Claro, la Generalitat de Catalunya, de la que tantas cosas penden y dependen, es la primera aquejada de esta suma provisionalidad, que arrastra de alguna manera al resto del Estado. Y así, por 'culpa' de Cataluña, o más bien de quien ha procurado este embrollo para pervivir políticamente , se exacerban las diferencias entre 'progresistas' y 'conservadores' en el Tribunal Constitucional, en el Supremo, en el Consejo del Poder Judicial, en la Fiscalía general del Estado, en las Cámaras legislativas, en los medios de comunicación… Y, por supuesto, en la propia sociedad, que, aunque parece comprender mal este proceso mixtificador, desinteresándose de él, está claramente partida en al menos dos Españas.

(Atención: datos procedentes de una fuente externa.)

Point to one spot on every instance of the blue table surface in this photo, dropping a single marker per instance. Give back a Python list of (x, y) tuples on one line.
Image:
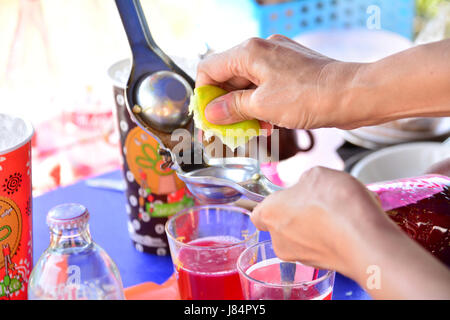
[(108, 226)]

Un país provisional es aquel en el que se relaja el cumplimiento de las leyes 'tradicionales', comenzando por la Constitución; en el que el valor de la palabra dada es apenas relativo, por decirlo suavemente; en el que, por ejemplo, se puede desobedecer una instrucción del Tribunal Constitucional (el Parlament catalán lo ha hecho) y nada ocurre; en el que se relaja, en beneficio de alguno o algunos, la vigilancia de la ética y la estética de los negocios a la sombra del poder. Un país provisional es uno en el que falla la seguridad jurídica, en el que nadie se molesta ya en desmentir las 'fake news' oficialmente difundidas y en el que el Código Penal ha pasado a ser un mero indicio, que a unos favorece con su benevolencia y, en cambio, extrema su rigor con otros.
En un país provisional, las reglas del juego cambian según quiénes sean los jugadores. Un país provisional es aquel en el que los ciudadanos no acaban de entender a sus representantes y viceversa. Este es el país que yo percibo cuando entramos en una recta decisiva en la navegación política de la nación. Este, lamentablemente, y no quiero hacer de ninguna manera catastrofismo, es mi país, un gran país que ha de aprender a emplear con mayor firmeza y contundencia la palabra 'estabilidad', que es lo contrario de esta provisionalidad que hoy comento a la luz de todo lo que estamos viendo que pasa ante nuestras cada vez más indiferentes narices.